The number of complaints about high-cost credit has reached its highest level on record, raising concerns about how lenders treat vulnerable consumers.
In 2017-18, the number of complaints about consumer credit rose by 40% to just over 36,300, according to the Financial Ombudsman Service (FOS).
More than half related to payday loans, with customers warning the ombudsman about irresponsible lending and unaffordable loans.
There can be a very fine line between getting by and going under. Even people who seem to be on top of their finances can quickly become vulnerableCaroline Wayman
The number of new complaints about payday loans soared 64% from 10,529 to 17,200. The ombudsman service upheld six in 10 of the complaints.
Caroline Wayman, chief ombudsman at the FOS, said: “People buy a whole range of things on credit – from everyday household appliances to a car – and in many cases it’s manageable and affordable.
“But for some people, borrowing may be a necessity rather than a choice. There can be a very fine line between getting by and going under. Even people who seem to be on top of their finances can quickly become vulnerable.”
Excluding payment protection insurance (PPI) products, which make up more than half (55%) of the complaints, consumer credit worries represent almost a quarter of those received by the watchdog.
Consumers were most concerned about hire purchase, point-of-sale and catalogue shopping loans.
The service received almost 340,000 new complaints in 2017-18, compared with 321,000 the year before.
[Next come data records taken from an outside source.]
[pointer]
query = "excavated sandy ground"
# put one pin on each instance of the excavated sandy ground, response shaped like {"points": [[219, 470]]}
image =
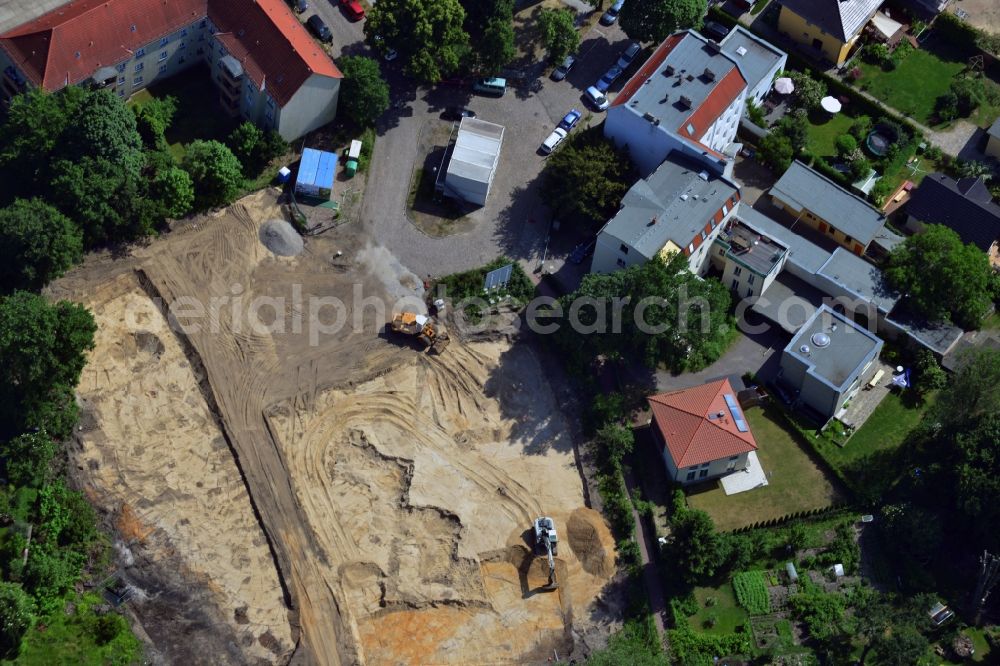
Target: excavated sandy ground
{"points": [[159, 461], [396, 489]]}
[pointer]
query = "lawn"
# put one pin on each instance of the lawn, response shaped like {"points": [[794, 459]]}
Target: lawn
{"points": [[728, 615], [199, 114], [795, 481], [914, 85]]}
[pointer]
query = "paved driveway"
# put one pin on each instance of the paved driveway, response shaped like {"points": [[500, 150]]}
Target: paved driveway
{"points": [[515, 220]]}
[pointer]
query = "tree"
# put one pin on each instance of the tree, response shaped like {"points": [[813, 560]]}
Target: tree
{"points": [[587, 176], [17, 614], [808, 91], [28, 458], [776, 150], [695, 549], [558, 33], [942, 278], [654, 20], [42, 349], [364, 94], [215, 172], [428, 35], [37, 244]]}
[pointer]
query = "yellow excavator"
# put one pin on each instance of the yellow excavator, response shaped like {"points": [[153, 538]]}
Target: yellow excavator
{"points": [[425, 329]]}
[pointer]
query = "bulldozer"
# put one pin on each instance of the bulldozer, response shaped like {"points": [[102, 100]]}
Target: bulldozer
{"points": [[547, 543], [425, 329]]}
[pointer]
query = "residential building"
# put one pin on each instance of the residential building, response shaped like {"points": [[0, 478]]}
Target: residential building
{"points": [[828, 361], [701, 432], [687, 98], [473, 161], [265, 65], [759, 61], [965, 206], [820, 203], [680, 207], [827, 29], [993, 139]]}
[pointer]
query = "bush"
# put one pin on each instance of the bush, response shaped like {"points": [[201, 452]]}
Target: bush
{"points": [[751, 592]]}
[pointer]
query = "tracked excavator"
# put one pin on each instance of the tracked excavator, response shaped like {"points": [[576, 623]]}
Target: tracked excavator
{"points": [[425, 329], [547, 542]]}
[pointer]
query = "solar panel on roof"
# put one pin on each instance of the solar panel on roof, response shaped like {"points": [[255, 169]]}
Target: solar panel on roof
{"points": [[498, 278], [734, 409]]}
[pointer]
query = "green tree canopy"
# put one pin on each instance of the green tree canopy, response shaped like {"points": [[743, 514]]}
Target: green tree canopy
{"points": [[364, 94], [941, 278], [42, 353], [558, 33], [654, 20], [587, 176], [428, 34], [215, 172], [37, 244]]}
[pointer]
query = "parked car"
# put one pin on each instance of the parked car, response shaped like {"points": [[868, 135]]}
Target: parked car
{"points": [[560, 72], [715, 30], [609, 77], [611, 15], [319, 28], [629, 55], [353, 8], [596, 98], [553, 140], [457, 113], [570, 120]]}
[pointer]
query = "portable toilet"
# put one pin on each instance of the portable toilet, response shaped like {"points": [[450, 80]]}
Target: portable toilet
{"points": [[353, 153]]}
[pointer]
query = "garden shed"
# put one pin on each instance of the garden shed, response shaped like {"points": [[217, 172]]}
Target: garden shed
{"points": [[317, 169]]}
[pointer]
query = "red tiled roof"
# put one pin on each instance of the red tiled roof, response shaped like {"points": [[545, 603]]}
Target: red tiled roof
{"points": [[722, 95], [692, 438], [70, 43], [648, 68], [272, 45]]}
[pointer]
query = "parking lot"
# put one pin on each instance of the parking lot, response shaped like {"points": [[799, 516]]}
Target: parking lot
{"points": [[515, 220]]}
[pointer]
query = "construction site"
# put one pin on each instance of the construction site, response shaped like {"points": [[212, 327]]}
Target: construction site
{"points": [[347, 496]]}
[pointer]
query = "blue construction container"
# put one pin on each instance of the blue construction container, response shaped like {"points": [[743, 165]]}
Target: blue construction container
{"points": [[317, 169]]}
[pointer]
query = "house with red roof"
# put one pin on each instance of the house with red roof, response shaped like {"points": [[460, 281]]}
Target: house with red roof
{"points": [[265, 66], [701, 432], [688, 97]]}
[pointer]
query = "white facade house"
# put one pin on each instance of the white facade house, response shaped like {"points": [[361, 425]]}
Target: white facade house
{"points": [[266, 67], [680, 207], [687, 98], [473, 161]]}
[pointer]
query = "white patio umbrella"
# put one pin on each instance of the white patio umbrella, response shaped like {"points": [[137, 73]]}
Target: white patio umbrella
{"points": [[784, 85], [830, 104]]}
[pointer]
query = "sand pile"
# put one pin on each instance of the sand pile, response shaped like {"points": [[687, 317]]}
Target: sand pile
{"points": [[281, 238], [591, 542]]}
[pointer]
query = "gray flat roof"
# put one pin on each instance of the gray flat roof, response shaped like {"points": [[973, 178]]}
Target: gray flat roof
{"points": [[847, 347], [803, 188], [859, 277], [656, 95], [477, 150], [754, 56], [674, 203]]}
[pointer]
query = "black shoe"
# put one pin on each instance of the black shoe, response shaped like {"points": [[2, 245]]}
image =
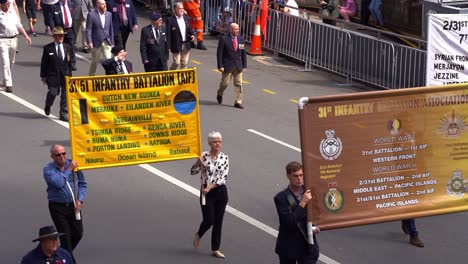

Regulators have launched a clampdown on payday lenders in recent years, with firms forced to limit the amount they charge in interest and the number of times they can roll over loans.
This week, the Financial Conduct Authority will publish its review of high-cost credit. The watchdog said in January that it was most concerned by overdraft charges, rent-to-own services, doorstep lending and catalogue credit.